The lavish romps that Jay Gatsby (Leonardo DiCaprio) throws in order to gain the attention of Daisy (Carey Mulligan) are so hyper-stylized that their energy is contagious, though the characters’ emotions rarely match that. Each set piece is so overly art directed that it gives a contact high, but even great performers like DiCaprio and Mulligan can’t push it past a mostly surface level engagement.
Gatsby is someone who on the surface appears to have achieved The American Dream in every possible capacity, but who secretly pines for the girl that got away. After World War I he rebuilt his image from a life of poverty into one of flamboyant wealth, thanks in no part to his illicit activities during Prohibition. DiCaprio channels some of that outcast sensibility simply by the way he uncomfortably looks at the other characters, notably Daisy’s arrogant husband Tom (Joel Edgarton).

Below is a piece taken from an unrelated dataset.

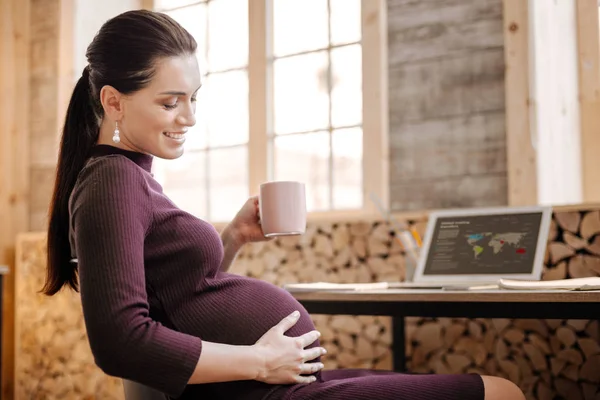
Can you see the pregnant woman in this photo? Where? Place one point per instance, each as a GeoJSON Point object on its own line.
{"type": "Point", "coordinates": [159, 305]}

The major confrontation scene where Gatsby and Daisy confess their undying love and secret affair to Tom is one of the few times the movie actually feels a little subdued, even if the deep red wallpaper of their hotel suite dominates the scene more than any of the characters. If I had never read the novel, it would be hard to think I would walk away from this movie inspired to do so. The constant sense of pop ecstasy is tiring, if not as much as in Luhrmann’s Moulin Rouge!, which earned the exclamation point at the end of its title at least four hundred times over.
Gatsby, however, has the added advantage of being in 3-D, giving Luhrmann plenty of opportunities to hurl confetti and shirts in the air at us. Thankfully he doesn’t use that added immersion for any outright gimmicks or winks at the audience, though by the end of the movie I was more exhausted watching the green light flash on Daisy’s dock than Gatsby was.
Luhrmann often seems to be at war with the material he is adapting rather than working with it. He isn’t so much paying homage to F. Scott Fitzgerald as he is trying to use his novel’s reputation to enhance his own. By tackling such an esteemed work (and being selected to open Cannes next week), he continues to try and elevate himself above pop escapism and closer to the level of art as these original authors, which he also did in the ’90s with Romeo + Juliet. It really doesn’t pay off, and though his worlds are at times visually enthralling, they’re also kitsch of the highest order. The Great Gatsby doesn’t lend itself well to this, but this is also one hell of an entertaining movie sometimes, too.